Die Tierversuchszahlen in der Schweiz sind seit dem Beginn der 1980er-Jahre stark rückläufig. Sie erreichen heute kaum einen Drittel dessen, was vor 40 Jahren an Experimenten durchgeführt wurde. Die Schweiz hat eines der striktesten Tierschutzgesetze der Welt. Jeder einzelne Versuch sowie das Halten von Versuchstieren sind zu bewilligen. Dabei muss dargelegt werden, was der Nutzen des Versuchs ist und wie stark die Tiere dabei voraussichtlich belastet werden. Das Gesuch wird von einer kantonalen Tierversuchskommission beurteilt. Die Kommission, in der auch Tierschutzorganisationen sitzen, gibt eine Empfehlung ab. Das kantonale Veterinäramt erteilt schliesslich die Bewilligung. In der Tierschutzverordnung sind zusätzlich auch Abbruchkriterien festgelegt. Somit wird sichergestellt, dass eine übermässige Belastung der Tiere verhindert wird.

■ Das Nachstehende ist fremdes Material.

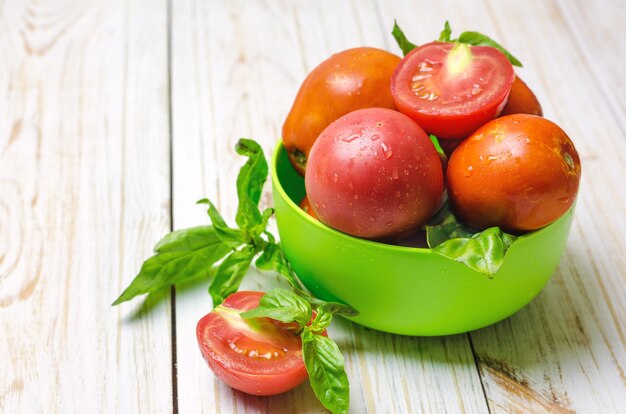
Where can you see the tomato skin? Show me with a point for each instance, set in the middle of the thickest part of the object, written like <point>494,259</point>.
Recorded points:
<point>520,172</point>
<point>353,79</point>
<point>305,205</point>
<point>522,100</point>
<point>227,347</point>
<point>458,108</point>
<point>374,173</point>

Schliesslich gibt es viele Bemühungen, Tierversuche zu reduzieren. Gemäss dem heutigen Stand der Wissenschaft kann nicht gänzlich darauf verzichtet werden. Bereits seit 1978 gibt es die Stiftung Forschung 3R (seit 2018 3R-Kompetenzzentrum), welche die Forschung auf dem Gebiet der Alternativmethoden zu Tierversuchen durch Finanzierung von Forschungsprojekten fördert und sich für die Umsetzung und Verbreitung der 3R-Grundsätze einsetzt (Replace, Reduce, Refine/Vermeiden, Vermindern, Verbessern). Industrie und Hochschulen haben gleichsam Einsitz und nehmen somit ihre Verantwortung wahr. Zudem lancierte der Bundesrat dieses Jahr das mit 20 Millionen Franken dotierte Forschungsprogramm:«Advancing 3R – Tiere, Forschung und Gesellschaft». Mit dem Programm wird erforscht, wie die Anzahl Tierversuche weiter reduziert werden kann und wie die Versuche selbst weniger belastend werden.

Angesichts dieser Bestrebungen und den gravierenden Auswirkungen der Initiative auf Forschung, Wirtschaft und Gesundheit, schiesst die Vorlage deutlich übers Ziel hinaus. economiesuisse lehnt die Initiative ebenfalls ab und wird sich im Abstimmungskampf für ein Nein engagieren.